Othman, N, Gheith, O, Al-Otaibi, T, Abdou, H, Halim, MA, Mahmoud, T, Nair, P, Yagan, J, Maher, A, Dahab, M, et al
Experimental and clinical transplantation : official journal of the Middle East Society for Organ Transplantation. 2019;(Suppl 1):169-171
Abstract
Posttransplant diabetes is a common complication of solid-organ transplantation. We present the possible role of diabetes education in improvement of posttransplant diabetes in a 36-year-old bodybuilder who was a kidney transplant recipient. The patient had been abusing some medications to help in bodybuilding. He underwent living unrelated-donor renal transplant with thymoglobulin induction and was maintained on steroids, tacrolimus, and mycophenolate mofetil. Posttransplant diabetes was confirmed by blood tests. His blood sugar was partially controlled by 3 oral agents. The patient participated in our structured diabetes education program. This program was created to cover different items related to diabetes control, including diet, proper exercise, blood sugar monitoring, sick day management, and pathophysiologic roles of diabetes medications. Within 4 months of participation in this program, the patient's blood sugar became well controlled and his diabetes medications started to be minimized.
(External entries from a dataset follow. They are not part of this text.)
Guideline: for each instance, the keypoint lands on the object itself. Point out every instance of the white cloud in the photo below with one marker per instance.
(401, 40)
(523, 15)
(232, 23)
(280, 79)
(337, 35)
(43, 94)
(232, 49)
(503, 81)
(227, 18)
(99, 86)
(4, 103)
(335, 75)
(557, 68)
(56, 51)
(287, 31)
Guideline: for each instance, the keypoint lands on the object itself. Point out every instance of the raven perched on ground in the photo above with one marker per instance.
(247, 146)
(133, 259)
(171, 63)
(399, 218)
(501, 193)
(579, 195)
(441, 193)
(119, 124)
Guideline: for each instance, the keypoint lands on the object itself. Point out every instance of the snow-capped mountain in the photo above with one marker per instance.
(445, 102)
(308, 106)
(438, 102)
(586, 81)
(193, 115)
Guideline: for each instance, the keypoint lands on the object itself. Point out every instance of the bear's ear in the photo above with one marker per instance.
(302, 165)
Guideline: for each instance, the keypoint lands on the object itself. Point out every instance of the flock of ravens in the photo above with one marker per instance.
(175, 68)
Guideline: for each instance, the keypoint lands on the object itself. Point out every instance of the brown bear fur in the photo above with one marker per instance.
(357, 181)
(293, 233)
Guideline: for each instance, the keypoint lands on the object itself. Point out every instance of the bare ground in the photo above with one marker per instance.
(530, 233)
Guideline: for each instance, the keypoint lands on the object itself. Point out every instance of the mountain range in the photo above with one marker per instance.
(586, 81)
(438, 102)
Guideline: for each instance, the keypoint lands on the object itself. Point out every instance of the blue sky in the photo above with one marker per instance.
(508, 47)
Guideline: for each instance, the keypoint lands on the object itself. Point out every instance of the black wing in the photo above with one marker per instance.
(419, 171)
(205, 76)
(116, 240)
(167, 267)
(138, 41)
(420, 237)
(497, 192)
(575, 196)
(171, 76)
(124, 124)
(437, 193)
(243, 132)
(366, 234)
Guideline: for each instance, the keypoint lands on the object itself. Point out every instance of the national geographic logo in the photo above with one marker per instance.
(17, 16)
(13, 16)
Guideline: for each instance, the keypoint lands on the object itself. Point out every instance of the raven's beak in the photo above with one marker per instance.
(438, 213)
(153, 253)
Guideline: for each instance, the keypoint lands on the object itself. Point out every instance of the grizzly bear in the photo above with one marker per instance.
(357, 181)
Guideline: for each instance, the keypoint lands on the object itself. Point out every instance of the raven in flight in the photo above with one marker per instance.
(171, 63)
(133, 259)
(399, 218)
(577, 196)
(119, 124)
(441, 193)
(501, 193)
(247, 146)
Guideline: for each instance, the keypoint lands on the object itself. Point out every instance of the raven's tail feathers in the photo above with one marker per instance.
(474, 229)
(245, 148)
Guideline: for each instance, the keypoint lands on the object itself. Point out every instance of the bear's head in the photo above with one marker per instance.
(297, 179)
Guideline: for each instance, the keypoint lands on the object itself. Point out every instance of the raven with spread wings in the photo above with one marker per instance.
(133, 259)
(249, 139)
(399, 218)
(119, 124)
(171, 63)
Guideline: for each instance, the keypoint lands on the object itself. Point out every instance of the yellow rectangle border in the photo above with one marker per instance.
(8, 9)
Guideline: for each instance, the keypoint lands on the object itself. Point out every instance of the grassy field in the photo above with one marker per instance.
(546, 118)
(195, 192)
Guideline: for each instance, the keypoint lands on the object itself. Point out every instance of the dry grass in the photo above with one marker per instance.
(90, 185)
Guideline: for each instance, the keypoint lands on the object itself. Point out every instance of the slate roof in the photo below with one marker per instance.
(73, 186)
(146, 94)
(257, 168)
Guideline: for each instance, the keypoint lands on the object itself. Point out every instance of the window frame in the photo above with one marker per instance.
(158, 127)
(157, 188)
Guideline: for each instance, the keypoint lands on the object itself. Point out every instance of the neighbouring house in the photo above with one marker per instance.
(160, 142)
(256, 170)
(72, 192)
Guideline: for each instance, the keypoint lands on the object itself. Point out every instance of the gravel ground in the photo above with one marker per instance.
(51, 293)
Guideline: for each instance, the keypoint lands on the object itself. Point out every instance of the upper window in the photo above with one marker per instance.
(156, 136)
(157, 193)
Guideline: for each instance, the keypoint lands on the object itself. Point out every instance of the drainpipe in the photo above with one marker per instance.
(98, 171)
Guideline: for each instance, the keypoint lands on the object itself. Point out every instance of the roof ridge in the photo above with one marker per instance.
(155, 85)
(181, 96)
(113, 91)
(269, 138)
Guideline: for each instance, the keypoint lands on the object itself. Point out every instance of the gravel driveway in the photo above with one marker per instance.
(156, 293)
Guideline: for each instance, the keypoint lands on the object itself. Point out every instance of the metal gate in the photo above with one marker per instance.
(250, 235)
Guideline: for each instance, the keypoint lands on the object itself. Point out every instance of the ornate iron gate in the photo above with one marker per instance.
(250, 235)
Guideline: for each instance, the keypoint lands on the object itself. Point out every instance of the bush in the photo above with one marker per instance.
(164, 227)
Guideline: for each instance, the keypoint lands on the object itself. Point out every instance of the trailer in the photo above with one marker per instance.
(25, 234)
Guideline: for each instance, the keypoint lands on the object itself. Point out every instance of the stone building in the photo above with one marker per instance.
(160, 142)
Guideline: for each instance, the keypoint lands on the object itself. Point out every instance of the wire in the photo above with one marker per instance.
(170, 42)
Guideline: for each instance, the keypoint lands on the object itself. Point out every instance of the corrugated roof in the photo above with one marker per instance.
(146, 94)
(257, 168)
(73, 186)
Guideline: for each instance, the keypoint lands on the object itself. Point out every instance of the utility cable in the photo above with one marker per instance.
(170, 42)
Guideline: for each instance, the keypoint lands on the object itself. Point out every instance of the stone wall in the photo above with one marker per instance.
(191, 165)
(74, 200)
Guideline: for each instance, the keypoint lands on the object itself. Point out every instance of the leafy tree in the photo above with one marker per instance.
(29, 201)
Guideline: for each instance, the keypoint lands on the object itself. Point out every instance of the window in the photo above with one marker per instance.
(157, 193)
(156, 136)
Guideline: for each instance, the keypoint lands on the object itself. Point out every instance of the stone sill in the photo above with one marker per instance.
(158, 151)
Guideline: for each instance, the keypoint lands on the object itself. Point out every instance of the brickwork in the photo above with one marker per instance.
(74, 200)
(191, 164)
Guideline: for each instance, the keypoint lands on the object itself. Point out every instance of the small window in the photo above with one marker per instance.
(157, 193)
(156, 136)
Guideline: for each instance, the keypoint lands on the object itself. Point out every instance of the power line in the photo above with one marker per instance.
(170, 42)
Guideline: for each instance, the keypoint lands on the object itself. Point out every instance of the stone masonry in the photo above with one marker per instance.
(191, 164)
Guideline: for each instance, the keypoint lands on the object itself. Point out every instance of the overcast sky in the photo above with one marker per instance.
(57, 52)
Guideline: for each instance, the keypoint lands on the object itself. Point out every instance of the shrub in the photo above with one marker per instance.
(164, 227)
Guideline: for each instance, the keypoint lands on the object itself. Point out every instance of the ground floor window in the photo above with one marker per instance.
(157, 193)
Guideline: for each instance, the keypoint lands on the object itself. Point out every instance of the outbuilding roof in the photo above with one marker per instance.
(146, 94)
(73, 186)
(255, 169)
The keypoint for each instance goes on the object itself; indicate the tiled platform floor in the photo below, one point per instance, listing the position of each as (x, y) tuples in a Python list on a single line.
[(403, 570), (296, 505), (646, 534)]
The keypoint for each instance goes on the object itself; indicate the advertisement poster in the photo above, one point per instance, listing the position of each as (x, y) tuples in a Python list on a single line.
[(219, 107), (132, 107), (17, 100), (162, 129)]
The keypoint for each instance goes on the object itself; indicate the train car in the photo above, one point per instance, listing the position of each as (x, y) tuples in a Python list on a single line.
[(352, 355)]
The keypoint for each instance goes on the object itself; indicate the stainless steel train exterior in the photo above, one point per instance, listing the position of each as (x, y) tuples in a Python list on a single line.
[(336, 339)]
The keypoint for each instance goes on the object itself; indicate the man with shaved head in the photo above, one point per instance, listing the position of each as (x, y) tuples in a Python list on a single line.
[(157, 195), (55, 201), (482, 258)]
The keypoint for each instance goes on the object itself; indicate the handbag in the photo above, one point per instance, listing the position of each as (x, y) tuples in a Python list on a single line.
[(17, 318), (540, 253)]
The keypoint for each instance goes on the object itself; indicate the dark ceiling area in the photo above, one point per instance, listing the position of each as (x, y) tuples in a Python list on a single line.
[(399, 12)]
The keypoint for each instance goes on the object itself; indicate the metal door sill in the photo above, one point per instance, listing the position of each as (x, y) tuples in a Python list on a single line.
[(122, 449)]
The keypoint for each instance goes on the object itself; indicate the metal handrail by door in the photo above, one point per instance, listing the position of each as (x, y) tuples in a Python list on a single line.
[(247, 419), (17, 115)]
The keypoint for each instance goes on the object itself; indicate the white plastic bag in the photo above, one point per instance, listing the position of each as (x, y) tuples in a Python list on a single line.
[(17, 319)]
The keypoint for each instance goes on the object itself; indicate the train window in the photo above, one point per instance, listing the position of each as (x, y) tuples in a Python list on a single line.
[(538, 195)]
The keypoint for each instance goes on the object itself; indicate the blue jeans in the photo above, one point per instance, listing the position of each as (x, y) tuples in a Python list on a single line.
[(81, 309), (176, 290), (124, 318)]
He presently has stable graft function with hemoglobin A1c level around 5.6% on only diet management. Bodybuilders are at risk of deterioration of their kidney function. A proper diabetes education program is recommended to help renal transplant recipients with early posttransplant diabetes mellitus to control their disease. Success requires close evaluation and a multidisciplinary approach.